Le Loto du patrimoine exonéré de taxation
Bien que le gouvernement se soit engagé à compenser le Loto du patrimoine des taxes habituellement prélevées par l'État sur les jeux et loteries, le Sénat a décidé d'exonérer celui-ci des « 14 millions d'euros » de taxes qu’il verse, comme le réclame l'animateur Stéphane Bern, qui a été missionné sur ce sujet. Une disposition qu’avaient déjà adoptée, l’an dernier dans le PLF pour 2019, les sénateurs mais qui n’avait pas été retenue dans le texte final. Cette année aussi, le gouvernement s’y est montré défavorable.
Afin de « financer la mission d’aménagement du territoire qui est confiée » à La Poste, ces derniers ont également relevé le plafond des allègements de fiscalité locale dont celle-ci bénéficie, avec l’avis favorable du gouvernement cette fois. « Le relèvement du plafond actuel, de 95 % à 99 %, permettra de garantir la stabilisation de la compensation par l’État de cette mission de service public à hauteur de 174 millions d’euros par an », selon les auteurs de l’amendement.
Ces abattements viendraient ainsi alimenter le Fonds postal national de péréquation territoriale qui contribue au maintien de services postaux sur l’ensemble du territoire et plus particulièrement dans les zones rurales et de montagne, les quartiers prioritaires de la politique de la ville et les départements et régions d’outre-mer. Il contribue également au financement des maisons de services au public et futures Maisons France services hébergées par La Poste.

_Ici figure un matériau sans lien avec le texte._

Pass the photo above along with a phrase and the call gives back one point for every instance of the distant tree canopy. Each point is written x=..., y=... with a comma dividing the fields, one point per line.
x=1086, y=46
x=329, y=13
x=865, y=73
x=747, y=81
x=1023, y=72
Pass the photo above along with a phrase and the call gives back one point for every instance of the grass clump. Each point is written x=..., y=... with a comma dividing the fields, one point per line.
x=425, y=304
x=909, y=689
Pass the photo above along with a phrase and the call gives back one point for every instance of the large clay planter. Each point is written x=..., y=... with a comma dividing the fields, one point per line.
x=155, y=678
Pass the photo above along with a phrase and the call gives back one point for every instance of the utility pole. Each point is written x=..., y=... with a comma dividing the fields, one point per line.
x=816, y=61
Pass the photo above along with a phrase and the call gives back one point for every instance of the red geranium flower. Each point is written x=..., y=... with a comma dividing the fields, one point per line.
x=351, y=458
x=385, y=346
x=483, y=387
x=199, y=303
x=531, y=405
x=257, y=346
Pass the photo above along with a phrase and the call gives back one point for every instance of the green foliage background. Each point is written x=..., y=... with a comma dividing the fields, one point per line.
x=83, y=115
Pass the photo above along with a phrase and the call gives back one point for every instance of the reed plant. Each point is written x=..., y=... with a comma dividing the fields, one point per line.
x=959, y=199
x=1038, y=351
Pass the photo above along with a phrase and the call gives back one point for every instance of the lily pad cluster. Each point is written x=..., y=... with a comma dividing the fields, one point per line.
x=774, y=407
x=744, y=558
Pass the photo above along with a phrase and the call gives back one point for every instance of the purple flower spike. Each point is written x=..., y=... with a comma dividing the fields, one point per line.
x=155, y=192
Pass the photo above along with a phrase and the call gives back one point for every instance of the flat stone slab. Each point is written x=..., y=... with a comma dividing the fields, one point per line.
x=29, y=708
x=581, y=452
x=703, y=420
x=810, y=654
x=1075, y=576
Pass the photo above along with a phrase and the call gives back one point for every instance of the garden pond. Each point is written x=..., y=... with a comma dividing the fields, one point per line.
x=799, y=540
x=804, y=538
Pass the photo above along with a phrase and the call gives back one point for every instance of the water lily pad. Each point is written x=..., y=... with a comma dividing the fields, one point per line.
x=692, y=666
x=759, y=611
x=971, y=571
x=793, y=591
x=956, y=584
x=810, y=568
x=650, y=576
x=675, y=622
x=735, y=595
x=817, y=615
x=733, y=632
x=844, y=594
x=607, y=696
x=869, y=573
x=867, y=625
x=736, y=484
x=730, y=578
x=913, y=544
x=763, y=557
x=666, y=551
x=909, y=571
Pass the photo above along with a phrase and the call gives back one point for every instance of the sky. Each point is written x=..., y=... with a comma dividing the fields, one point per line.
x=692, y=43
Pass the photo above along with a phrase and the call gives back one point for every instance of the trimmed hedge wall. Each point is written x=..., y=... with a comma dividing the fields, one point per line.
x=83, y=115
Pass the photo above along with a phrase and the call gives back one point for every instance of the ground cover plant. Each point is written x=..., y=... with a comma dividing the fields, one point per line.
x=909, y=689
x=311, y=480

Taxes sur les bureaux et surfaces commerciales
La Haute assemblée a, par ailleurs, décidé de moduler le taux de la taxe sur les surfaces commerciales (Tascom), selon le lieu d’implantation des grandes surfaces. Ainsi, « si l’établissement se situe en centre-ville, le montant de la taxe est réduit de 50 %, alors qu’il est majoré de 50 % si le commerce se situe en périphérie ». Cette modulation permettrait « d’encourager le retour des grandes surfaces en intra-urbain » et d’agir « en faveur de la revitalisation des centres-villes, de la consommation d’espaces naturels, et de privilégier l’implantation de commerces dans des lieux déjà urbanisés et artificialisés ».
Il a, en outre, été validé que l’assiette de la Tascom intègre les entrepôts de stockage des « pure players » (entreprises de commerce en ligne ). Cette mesure, pour laquelle gouvernement et commission ont donné un avis défavorable, permettrait de « rétablir une équité fiscale et territoriale entre tous les acteurs du commerce tout en octroyant aux collectivités locales une nouvelle ressource fiscale », ont justifié les auteurs de l’amendement.

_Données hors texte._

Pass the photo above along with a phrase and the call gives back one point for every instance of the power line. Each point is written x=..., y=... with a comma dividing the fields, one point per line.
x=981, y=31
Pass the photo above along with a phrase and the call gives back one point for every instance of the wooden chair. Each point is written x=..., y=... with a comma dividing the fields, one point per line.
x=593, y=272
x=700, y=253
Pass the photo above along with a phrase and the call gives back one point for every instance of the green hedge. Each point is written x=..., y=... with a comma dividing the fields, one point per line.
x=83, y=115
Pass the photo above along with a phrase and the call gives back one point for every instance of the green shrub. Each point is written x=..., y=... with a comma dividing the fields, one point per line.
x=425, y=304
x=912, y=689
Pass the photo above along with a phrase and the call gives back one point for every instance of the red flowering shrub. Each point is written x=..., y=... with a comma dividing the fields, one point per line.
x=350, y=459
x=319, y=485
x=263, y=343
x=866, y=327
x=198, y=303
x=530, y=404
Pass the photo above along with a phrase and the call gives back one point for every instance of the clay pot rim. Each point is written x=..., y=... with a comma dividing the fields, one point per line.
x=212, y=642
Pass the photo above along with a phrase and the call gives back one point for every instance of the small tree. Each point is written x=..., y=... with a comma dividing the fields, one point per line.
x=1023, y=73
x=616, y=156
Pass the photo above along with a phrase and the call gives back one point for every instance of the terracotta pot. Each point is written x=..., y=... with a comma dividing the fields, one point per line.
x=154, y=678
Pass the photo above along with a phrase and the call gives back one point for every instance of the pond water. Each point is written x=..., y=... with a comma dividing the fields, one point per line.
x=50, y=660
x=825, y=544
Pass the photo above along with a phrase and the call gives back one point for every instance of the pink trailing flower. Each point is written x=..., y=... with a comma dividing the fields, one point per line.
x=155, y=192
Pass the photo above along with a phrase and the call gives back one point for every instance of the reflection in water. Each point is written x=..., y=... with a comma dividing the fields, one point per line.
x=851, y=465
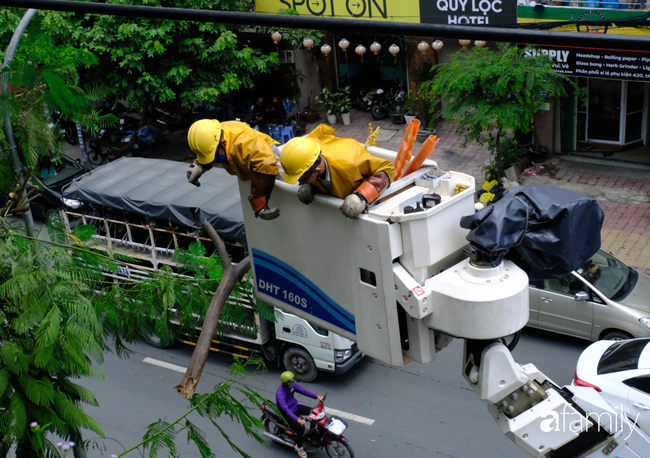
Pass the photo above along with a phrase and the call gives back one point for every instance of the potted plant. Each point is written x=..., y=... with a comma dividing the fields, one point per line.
x=344, y=104
x=411, y=106
x=329, y=100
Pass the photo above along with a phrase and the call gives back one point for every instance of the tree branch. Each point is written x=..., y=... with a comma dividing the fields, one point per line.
x=231, y=275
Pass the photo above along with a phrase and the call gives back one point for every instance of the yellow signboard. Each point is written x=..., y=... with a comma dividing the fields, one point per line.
x=376, y=10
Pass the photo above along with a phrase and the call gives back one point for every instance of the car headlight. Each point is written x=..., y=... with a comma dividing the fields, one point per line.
x=72, y=203
x=340, y=356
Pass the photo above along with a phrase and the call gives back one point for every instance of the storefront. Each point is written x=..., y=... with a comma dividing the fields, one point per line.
x=616, y=85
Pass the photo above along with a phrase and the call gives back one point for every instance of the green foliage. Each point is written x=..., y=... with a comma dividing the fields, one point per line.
x=328, y=99
x=493, y=93
x=51, y=330
x=44, y=79
x=154, y=60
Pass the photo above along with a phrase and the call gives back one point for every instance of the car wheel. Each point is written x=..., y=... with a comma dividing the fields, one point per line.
x=156, y=341
x=616, y=335
x=301, y=364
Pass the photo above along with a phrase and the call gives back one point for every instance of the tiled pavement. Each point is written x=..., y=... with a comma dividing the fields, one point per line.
x=622, y=192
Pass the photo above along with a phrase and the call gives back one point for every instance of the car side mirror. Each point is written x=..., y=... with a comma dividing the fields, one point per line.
x=581, y=296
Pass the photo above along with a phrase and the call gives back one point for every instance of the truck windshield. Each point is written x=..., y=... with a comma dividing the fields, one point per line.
x=608, y=275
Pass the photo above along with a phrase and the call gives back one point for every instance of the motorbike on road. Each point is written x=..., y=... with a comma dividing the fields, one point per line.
x=381, y=102
x=320, y=432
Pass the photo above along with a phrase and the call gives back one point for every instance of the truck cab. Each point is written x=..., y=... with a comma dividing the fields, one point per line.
x=145, y=209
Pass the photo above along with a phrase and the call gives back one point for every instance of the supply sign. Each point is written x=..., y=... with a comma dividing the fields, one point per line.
x=599, y=63
x=459, y=12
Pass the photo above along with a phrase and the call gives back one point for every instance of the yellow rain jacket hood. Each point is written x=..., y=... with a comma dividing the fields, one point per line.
x=349, y=163
x=248, y=151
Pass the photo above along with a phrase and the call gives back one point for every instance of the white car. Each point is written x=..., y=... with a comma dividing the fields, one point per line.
x=620, y=371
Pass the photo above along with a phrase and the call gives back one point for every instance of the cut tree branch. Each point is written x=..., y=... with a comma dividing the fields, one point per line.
x=231, y=275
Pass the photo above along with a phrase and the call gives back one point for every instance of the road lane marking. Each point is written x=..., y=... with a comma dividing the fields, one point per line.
x=328, y=410
x=171, y=367
x=349, y=416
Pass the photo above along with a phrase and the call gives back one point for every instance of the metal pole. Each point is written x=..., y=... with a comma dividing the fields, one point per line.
x=6, y=117
x=503, y=34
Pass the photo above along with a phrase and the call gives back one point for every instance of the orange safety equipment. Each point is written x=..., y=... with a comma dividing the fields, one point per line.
x=351, y=167
x=297, y=156
x=404, y=153
x=203, y=138
x=427, y=149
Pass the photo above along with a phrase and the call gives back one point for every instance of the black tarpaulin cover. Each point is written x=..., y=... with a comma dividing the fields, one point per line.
x=547, y=231
x=159, y=189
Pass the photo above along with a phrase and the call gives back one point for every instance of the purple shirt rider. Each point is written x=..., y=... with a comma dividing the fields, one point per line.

La Haute assemblée a également supprimé l’augmentation de 20 % de la taxe sur les bureaux dans un périmètre ciblé de l’Ile-de-France et exclu les parcs de stationnement commerciaux de la taxe annuelle sur les bureaux en Île-de-France.
Enfin, les sénateurs ont rétabli la taxe dite « Apparu » sur les micro-logements - qui vise les propriétaires bailleurs qui perçoivent des loyers élevés provenant de la location de logements de petites surfaces.
A.W.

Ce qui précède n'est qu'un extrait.